Hey,
I'm wondering how should I go about getting redirect destinations in
my spider. The idea is that I'm crawling multiple sites that have
overlapping items (links to sites) and the only way I can check if the
items are the same is to compare the urls (e.g. site1 has item with
url
http://example.com and site2 has item with url
http://example.com).
For now I just wrote a redirecthandler for urllib2 in my pipleline to
get the destination url and that works fine as I only issue a HEAD
request to parse the headers. But I would like it to be done in a
scrapy-like way so it would handle settings like DOWNLOAD_DELAY etc.
I was thinking about creating a custom request to send a head request
and then somehow return the header location bit, but that might not
work as I'd like because when I yield RedirectRequest in parse() then
I can't return the items any more.
Another way would be to write a custom redirect handler as described
in:
http://groups.google.com/group/scrapy-users/browse_thread/thread/60577c2b3aec6a17/10c4d069d3cebca4?lnk=gst&q=redirect#
But my question would be how to get the response (redirect
destination) back in the parse() method so I could pass all the parsed
items to my pipeline?
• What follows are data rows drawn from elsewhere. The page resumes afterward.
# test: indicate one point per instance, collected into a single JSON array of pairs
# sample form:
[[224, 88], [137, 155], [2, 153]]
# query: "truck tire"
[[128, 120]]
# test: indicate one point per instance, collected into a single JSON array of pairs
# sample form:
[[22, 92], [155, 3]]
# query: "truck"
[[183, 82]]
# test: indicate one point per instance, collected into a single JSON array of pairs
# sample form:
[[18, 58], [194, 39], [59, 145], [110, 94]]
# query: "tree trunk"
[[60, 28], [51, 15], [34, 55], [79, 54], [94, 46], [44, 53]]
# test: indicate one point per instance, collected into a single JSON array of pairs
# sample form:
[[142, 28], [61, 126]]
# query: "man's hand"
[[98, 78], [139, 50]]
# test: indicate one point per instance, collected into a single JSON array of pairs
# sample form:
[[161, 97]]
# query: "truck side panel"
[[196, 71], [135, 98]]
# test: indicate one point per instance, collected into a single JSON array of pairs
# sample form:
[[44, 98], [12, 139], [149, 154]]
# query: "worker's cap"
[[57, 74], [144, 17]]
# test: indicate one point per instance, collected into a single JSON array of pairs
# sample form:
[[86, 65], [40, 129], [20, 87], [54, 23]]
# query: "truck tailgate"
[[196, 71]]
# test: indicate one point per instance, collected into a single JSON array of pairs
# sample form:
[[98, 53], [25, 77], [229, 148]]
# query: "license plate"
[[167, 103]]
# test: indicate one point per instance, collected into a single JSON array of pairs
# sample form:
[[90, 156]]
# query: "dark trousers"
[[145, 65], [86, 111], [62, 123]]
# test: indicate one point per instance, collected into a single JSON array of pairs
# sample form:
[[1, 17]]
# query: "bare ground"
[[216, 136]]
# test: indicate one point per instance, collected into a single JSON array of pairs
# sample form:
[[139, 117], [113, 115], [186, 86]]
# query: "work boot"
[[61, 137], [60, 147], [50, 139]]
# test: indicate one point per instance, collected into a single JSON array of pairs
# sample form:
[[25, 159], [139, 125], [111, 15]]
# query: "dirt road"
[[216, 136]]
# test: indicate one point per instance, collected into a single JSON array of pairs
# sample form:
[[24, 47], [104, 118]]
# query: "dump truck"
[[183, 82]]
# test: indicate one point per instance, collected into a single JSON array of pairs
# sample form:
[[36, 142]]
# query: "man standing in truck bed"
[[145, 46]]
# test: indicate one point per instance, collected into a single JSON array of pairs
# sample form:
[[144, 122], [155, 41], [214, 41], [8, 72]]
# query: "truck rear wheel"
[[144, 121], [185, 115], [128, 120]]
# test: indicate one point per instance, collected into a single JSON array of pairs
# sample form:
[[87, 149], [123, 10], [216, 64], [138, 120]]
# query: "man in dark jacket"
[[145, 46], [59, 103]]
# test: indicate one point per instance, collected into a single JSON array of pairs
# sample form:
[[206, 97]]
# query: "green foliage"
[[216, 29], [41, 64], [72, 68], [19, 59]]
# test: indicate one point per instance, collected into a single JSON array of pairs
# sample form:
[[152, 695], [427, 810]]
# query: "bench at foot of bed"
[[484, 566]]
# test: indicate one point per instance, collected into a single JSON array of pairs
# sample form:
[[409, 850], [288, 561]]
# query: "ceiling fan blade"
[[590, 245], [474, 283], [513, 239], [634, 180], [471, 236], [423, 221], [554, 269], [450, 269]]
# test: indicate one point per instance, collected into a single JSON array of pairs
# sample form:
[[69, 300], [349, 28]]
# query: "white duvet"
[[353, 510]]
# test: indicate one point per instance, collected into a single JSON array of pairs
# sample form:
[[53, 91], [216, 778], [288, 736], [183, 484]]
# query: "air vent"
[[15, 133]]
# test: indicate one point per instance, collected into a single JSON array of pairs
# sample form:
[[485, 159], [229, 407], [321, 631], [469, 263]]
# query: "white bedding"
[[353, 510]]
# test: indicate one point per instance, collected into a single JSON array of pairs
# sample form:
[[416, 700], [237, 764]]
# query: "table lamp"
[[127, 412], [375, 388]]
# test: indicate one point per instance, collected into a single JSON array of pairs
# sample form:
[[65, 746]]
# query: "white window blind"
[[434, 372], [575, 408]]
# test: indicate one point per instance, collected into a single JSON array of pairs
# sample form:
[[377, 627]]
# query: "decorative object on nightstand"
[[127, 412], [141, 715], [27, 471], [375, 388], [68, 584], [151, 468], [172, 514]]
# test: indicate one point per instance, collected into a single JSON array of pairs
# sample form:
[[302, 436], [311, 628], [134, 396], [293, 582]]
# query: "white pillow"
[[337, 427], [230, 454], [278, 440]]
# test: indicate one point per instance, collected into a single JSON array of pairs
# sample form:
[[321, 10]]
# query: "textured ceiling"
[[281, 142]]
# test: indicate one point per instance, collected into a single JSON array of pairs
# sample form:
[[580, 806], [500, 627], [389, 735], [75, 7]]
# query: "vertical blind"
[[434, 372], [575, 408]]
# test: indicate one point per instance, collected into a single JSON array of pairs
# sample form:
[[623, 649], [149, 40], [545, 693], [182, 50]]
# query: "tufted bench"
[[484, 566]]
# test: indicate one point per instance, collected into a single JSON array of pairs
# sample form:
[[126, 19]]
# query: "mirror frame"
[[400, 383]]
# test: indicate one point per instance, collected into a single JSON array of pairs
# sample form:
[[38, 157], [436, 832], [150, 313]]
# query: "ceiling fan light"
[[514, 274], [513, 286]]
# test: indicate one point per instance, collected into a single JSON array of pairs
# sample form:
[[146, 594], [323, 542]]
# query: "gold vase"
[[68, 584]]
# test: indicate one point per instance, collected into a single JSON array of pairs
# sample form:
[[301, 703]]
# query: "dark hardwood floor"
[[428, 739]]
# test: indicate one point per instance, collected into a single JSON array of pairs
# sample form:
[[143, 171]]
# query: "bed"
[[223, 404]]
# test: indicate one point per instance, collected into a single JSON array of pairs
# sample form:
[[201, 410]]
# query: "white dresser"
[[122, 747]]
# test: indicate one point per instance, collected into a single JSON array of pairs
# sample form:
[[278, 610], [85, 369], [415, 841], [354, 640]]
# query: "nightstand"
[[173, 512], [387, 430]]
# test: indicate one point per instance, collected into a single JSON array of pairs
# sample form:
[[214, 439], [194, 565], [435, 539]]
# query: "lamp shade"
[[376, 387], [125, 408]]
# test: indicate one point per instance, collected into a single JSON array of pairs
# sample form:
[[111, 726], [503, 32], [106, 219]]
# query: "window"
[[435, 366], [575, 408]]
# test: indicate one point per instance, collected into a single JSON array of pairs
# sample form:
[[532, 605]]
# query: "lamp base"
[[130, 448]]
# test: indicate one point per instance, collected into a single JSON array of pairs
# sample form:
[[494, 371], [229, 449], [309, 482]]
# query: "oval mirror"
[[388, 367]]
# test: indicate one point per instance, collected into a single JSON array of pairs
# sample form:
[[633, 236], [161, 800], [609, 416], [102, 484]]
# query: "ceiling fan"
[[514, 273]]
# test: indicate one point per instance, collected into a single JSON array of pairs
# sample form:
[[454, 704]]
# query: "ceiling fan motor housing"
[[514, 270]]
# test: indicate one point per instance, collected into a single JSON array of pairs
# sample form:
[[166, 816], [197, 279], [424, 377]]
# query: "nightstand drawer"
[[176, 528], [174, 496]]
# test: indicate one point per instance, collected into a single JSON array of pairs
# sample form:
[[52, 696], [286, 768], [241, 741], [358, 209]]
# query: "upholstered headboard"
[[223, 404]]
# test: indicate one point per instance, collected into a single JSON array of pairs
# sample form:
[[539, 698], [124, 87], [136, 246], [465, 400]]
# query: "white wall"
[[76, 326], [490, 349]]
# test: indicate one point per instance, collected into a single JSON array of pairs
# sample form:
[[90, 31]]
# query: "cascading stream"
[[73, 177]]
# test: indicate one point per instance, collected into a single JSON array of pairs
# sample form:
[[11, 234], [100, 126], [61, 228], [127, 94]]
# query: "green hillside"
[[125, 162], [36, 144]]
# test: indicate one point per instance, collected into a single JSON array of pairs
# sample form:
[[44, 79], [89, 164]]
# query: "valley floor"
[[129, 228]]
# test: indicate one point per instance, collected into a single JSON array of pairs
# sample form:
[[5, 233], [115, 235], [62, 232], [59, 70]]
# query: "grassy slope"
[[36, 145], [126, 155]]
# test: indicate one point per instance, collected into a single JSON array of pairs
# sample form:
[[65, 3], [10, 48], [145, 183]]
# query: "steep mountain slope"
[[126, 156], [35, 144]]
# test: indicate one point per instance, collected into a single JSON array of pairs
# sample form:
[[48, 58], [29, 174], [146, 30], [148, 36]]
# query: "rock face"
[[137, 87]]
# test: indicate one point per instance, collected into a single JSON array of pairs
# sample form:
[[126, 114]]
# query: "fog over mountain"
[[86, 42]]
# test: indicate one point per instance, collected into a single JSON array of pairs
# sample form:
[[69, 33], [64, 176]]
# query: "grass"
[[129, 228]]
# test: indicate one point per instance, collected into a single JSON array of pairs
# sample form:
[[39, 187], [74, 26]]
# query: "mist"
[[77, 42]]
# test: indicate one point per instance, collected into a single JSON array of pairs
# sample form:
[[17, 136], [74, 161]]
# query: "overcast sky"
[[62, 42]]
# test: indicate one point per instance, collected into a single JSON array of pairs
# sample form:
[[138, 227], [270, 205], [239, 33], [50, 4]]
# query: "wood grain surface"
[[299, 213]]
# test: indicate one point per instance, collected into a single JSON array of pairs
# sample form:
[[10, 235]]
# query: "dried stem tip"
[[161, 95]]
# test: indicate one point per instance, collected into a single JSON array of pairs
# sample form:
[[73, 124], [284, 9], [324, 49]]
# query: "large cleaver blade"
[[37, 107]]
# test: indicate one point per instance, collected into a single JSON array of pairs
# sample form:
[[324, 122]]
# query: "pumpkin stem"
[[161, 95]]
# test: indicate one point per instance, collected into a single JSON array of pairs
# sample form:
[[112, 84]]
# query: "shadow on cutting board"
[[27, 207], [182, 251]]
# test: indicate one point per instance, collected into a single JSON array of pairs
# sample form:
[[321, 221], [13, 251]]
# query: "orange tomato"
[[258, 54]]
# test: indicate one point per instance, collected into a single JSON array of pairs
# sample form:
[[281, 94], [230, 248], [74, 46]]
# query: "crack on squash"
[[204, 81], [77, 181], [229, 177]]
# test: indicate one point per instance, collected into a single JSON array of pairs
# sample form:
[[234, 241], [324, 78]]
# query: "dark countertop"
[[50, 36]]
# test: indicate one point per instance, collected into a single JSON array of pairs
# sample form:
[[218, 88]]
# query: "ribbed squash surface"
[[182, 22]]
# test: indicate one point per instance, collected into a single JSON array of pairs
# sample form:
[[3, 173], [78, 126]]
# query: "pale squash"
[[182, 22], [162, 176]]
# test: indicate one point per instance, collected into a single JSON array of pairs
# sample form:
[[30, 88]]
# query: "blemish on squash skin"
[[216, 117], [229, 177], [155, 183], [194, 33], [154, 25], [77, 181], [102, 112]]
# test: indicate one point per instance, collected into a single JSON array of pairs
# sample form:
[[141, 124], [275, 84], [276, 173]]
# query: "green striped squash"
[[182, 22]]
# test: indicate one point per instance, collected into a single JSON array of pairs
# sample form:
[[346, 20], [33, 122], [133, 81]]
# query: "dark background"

Can anybody point me in the right direction on
how I would go about doing this?
class SiteSpider(MyCustomSpider):
name = '
site.com'
allowed_domains = ['
site.com']
start_urls = ['
http://www.site.com']
def parse(self, response):
items = []
hxs = HtmlXPathSelector(responsse)
crawled = hxs.select("...")
for crawled_item in crawled:
item = CrawledItem()
item['name'] = crawled_item.select("...").extract()
item['url'] = crawled_item.select("...").extract()
""" If the url is a redirect then get its destination """
if self.is_redirect(item['url']):
item['url'] = REDIRECT_DESTINATION
items.append(item)
# Results
return items
Thanks